Monday, April 30, 2012

The Study of Learners’ Language: Error Analysis


Lapses, mistakes and errors
Errors that are made by learners are linguistically different with errors that are made by a native speaker. Usually, the mistakes made by native speaker are changes of plan, where he starts an utterance, breaks off and starts another one with a different structure. For example:
It’s a bit—it’s hasn’t—I mean, I wouldn’t really care to have one just like that …
Native speaker may also make mistakes that are called “syntactic blends”. He may convert one structure into another without breaking off. Here is the example:
One wonders…why this country should support foreigners in our already overcrowded prisons…for the non payment of fines of which they had no opportunity to pay.
The redundant of appears to arise from a confusion of two constructions:
…no opportunity of paying
…no opportunity to pay
The third one is that “slips of the tongue” or “slips of the pen”. For example:
It didn’t bother me in the sleast…slightest
But those frunds…funds have been frozen
…of Peester Ustinov
Native speakers frequently make slips or false starts or confusions of structure. They are called lapses.

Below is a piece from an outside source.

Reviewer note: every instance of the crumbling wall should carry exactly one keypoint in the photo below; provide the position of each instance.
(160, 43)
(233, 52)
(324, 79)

Then the term error is to refer to those features of the learner’s utterances which differ from those of any native speaker. Lapses have no immediate relevance to the problem of language learning. It may not always be easy to distinguish between a learner’s errors and his/her lapses.


Expressive and receptive errors
Both expressive and receptive behaviors require a knowledge of formation rules. For language teacher, it is much easier to detect imperfect knowledge in the case of expressive behavior. Receptive behavior mostly has no observable behavioral concomitants. The hearer does not always demonstrate unambiguously that he has understood fully what we say. Even when we have reason to suspect a failure of comprehension, we still may have great difficulty in determining which particular linguistic features of our utterance have been misinterpreted. Expressive and receptive processes are not mirror images of each other. But there is a general belief amongst teachers that a learner’s receptive abilities normally exceed his productive abilities.

The practical uses of error analysis
The practical use of the analysis of errors is to the teacher. By using the analysis of errors, teacher can see the effectiveness of his teaching materials, his teaching techniques, and show him which syllabus that he has been taught that need further attention. That is why errors analysis is very useful because they give feedback to the teacher. They can also help teacher to decide whether he can move on to the next item or he must devote more time to the item he has been working on.


Errors
The assumption underlying the description of errors is that they are evidence of a system, not the system of the target language, but the system of some “other” language. To describe that “other” language is precisely the theoretical objective of error analysis. Linguistic theory provides the language for talking about the nature of errors. They are used to compare the language of the learner with that of the native speaker, or even to describe the difference between what the learner did and what a native speaker would have done in the same circumstances.